Bölgedeki hareketliliği inceleyen Dokuz Eylül Üniversitesi (DEÜ) Deprem Araştırma Merkezi Müdürü Prof. Dr. Hasan Sözbilir, özellikle Akhisar ve Soma’ya dair dikkat çeken tespitlerde bulundu.
4 binden fazla artçı
Sözbilir şunları ifade etti:
Akhisar depremi 22 Ocak’ta başladı. Bir aydır da oluyor. Şu ana kadar 4 binin üzerinde artçı depremler oldu. Aktivite henüz devam ediyor. Belli dönemlerde sönümleme geçirdi ama daha sonra tekrar alttaki faylar birbirleri ile bağlantılı oldukları için yeniden tetiklendi ve deprem fırtınası şeklinde tekrar devam etti.

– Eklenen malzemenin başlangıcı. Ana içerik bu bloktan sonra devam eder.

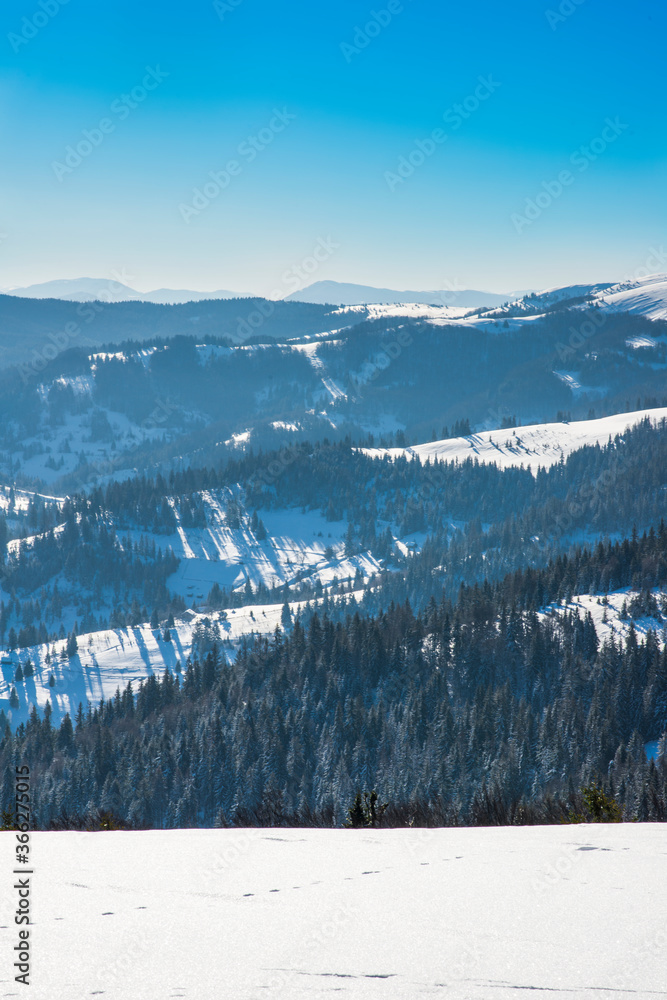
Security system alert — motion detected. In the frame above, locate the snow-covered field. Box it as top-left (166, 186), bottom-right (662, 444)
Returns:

Bunlar bir bütün olarak deprem dizisi oluşturmaya başladı ve sönümlenmesi gerekirken bir periyoda girdi. Belli boşluklar oluşmaya başladı. Özellikle Akhisar ve Soma taraflarına doğru belli boşluklar oluştu. Büyük olasılıkla bölgedeki boşluklar doluncaya kadar deprem aktivitesi sürebilir.
'Deprem aktivitesi sürebilir'
Prof. Dr. Hasan Sözbilir “Bölgede belli periyotlarla yine 3-4 günde bir; 2, 3 ve 4 büyüklüğünde deprem olduktan sonra tekrar 5’e yakın bir deprem olabilir. Bunlar birbirini izleyecek deprem dizisi sınıfına girmiş oldu. Boşluklar, depremlerle doluncaya kadar, deprem aktivitesi sürebilir” diye konuştu.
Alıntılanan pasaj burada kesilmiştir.